The Indiana Court of Appeals affirmed a trial court grant of summary judgment in favor of an insurance agent because it found her alleged negligence was not a cause of injury to the plaintiffs.
At issue in Jerry and Becky French v. State Farm Fire & Casualty Company and Jane Hodson, No. 18A02-0612-CV-1161, is whether the trial court erred in granting summary judgment in favor of Hodson on the Frenches’ claim of negligent advice and procurement of insurance.
The Frenches decided to purchase a manufactured home for their Delaware County plot of land, and Jerry French visited his insurance agent, Hodson, to determine the new homeowner’s insurance policy. The value of the home was just less than $80,000.
Hodson asked Jerry questions about the home and entered his answers into the Insurance-to-Value calculator, which estimated the cost of replacement to be approximately $173,000. Jerry signed off on this figure. Hodson never asked if Jerry’s home was manufactured or stick-built, nor the purchase price, and Jerry never specified the type of policy he wanted. State Farm had different policies for manufactured and stick-built homes.
Under Coverage A of their policy, the Frenches were covered for up to $173,000 to repair or replace with similar construction. Under Coverage B, their personal property was insured, and in the event of a loss they would be awarded 75 percent of the Coverage A amount.
A fire struck the home several months after the Frenches moved in, and a claim representative inspected the loss and told the Frenches they could use up to the total amount of coverage to rebuild their home.

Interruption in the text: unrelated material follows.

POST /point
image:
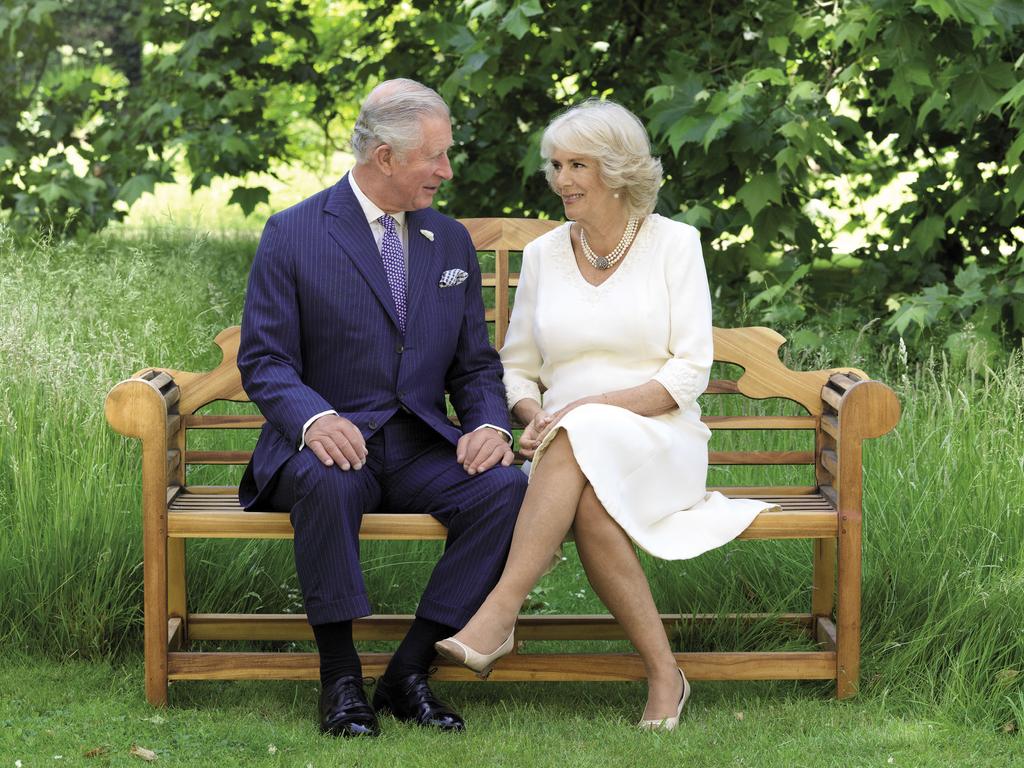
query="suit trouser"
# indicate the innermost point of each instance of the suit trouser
(410, 469)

The Frenches decided to construct a stick-built home instead of a manufactured home because they believed an electrical issue in the manufactured home caused the fire. The cost to build the new home was more than their policy limit.
The claim representative informed the Frenches the policy would only cover the purchase of a similar or exact unit to the manufactured home. State Farm offered to pay the Frenches $80,000 under the policy to purchase a replacement manufactured home; they accepted the amount and continued to build a new home. They also were paid approximately $130,000 under their Coverage B policy.
The Frenches filed suit against State Farm and Hodson, alleging State Farm breached the terms of the policy by only offering $80,000 and that Hodson negligently failed to procure insurance for the Frenches as requested. Both parties filed for summary judgment, in which the trial court granted summary judgment in favor of Hodson, ruling that the insurance policy did cover the risk and that the Frenches actually received $70,000 more in contents payments than what they would have received with the lower dwelling limits, so Hodson cannot be held liable for negligence with respect to the policy limits.
The Court of Appeals upheld the grant of summary judgment, although it had “serious misgivings” as to whether Hodson actually exercised reasonable skill and diligence in obtaining more than $200,000 worth of coverage on a $76,000 manufactured home.
The Frenches did not suffer an injury proximately caused by Hodson’s alleged negligence, and in fact received a benefit of more than $70,000 from the error. The Frenches decided to construct a stick-built home that cost more than the value of their manufactured home, so they did not rely on Hodson’s conducts knowing there was a coverage dispute when they continued with the construction.
Judge Edward Najam wrote the court expressed no opinion about the ultimate resolution of the Frenches’ claim for breach of contract but held that the trial court didn’t error in granting summary judgment in favor of Hodson.